I had a discussion with a coworker about something about slow memcpys, that roughly went the same way except... you know, DDR4 RAM has a speed of roughly 40GBps.
Also, that "awful" 1MB memcpy is likely all in L3 cache these days. But even if it weren't in cache, we're talking about an operation that takes 50 microseconds (1MB read + 1MB written == 25microseconds + 25 microseconds).
Given that modern CPUs have like 16+ MBs of L3 cache (and more), and some mainstream desktop CPUs have 1MB of L2 cache... its very possible that this memcpy is far faster in practice than you can imagine.
1MB is big, its a million bytes. But CPUs are on the scale of billions, so 1MB is actually rather small by modern standards. Its surprisingly difficult to get intuition correct these days...

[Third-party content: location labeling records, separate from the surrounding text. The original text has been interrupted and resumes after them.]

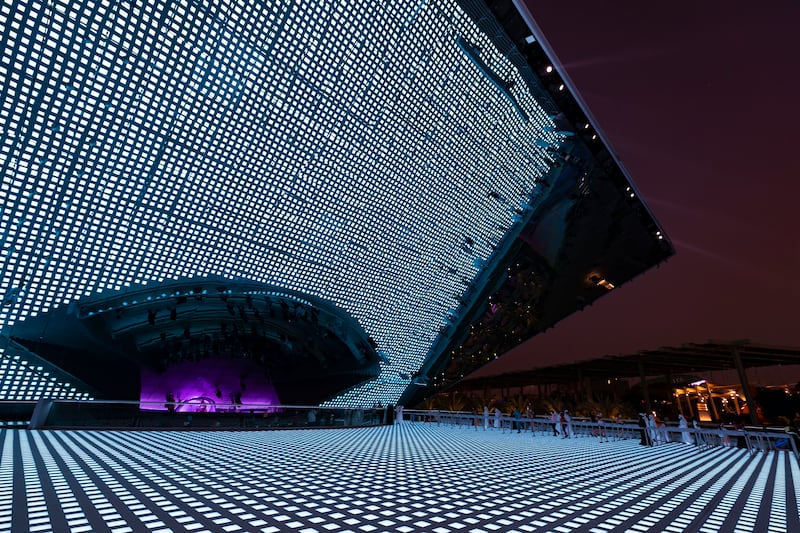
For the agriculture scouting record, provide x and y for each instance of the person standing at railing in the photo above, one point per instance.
(555, 418)
(698, 436)
(645, 438)
(601, 428)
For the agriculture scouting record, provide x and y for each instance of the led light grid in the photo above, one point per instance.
(353, 152)
(412, 477)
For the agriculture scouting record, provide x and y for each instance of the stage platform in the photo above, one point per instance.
(408, 477)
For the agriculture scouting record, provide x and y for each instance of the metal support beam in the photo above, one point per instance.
(645, 392)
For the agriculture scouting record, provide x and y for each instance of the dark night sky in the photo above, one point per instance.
(699, 100)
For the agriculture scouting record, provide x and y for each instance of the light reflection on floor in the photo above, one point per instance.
(414, 477)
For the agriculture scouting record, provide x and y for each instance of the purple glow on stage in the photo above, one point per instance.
(207, 385)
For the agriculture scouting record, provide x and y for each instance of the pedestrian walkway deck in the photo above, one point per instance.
(410, 477)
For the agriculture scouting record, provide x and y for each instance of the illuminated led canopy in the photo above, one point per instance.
(356, 154)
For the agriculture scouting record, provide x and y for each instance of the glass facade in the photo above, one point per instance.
(351, 151)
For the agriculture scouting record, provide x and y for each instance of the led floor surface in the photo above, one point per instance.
(413, 477)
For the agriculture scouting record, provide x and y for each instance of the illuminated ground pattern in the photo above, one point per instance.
(406, 478)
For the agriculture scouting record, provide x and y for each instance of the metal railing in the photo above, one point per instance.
(103, 414)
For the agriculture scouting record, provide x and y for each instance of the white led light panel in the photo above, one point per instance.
(350, 151)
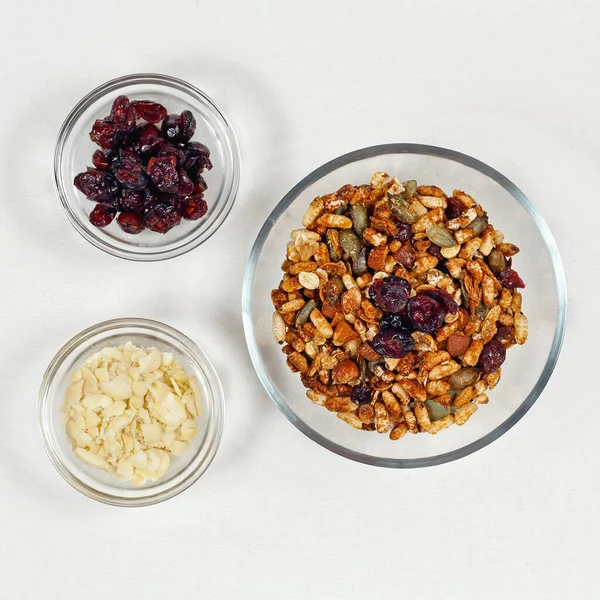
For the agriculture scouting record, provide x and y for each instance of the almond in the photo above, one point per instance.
(458, 344)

My point isn't that it's impressive in some ultra-tuned performance sense. It's that doing pretty mundane things on pretty basic servers is still very fast compare with a) the past, or b) what a lot of developers are used to professionally. That's why it is interesting to the crowd here.
I mean this is just basic stuff, for me it just sounds like a developer putting a site in production, no auto-scaling, patching ... might as well outsource this to a CDN since there is no database/redis/varnish ...
You don't need £4. As long as you can structure your site as a set of static files with interactivity done client side, even if some of the files change every minute or two, you can serve everything for $0 with Cloudflare in front of any free host. I've served 1M pageviews a day for $0 with Cloudflare + App Engine free tier and there's no reason it wouldn't scale to 100M or beyond.
The nice thing about using Cloudflare in front of a real host is that you can still do dynamic pages. You can instantly purge any file from the Cloudflare cache, so all you have to do is purge anything that changes and your users see the update instantly, while your backend only sees a couple of extra requests.
My site updates some data every 10 minutes or so, I don't think that would work with GitHub Pages. Maybe you could do something with Cloudflare Pages combined with Workers, but Workers have a limited free tier. The normal Cloudflare CDN scales to infinity for free.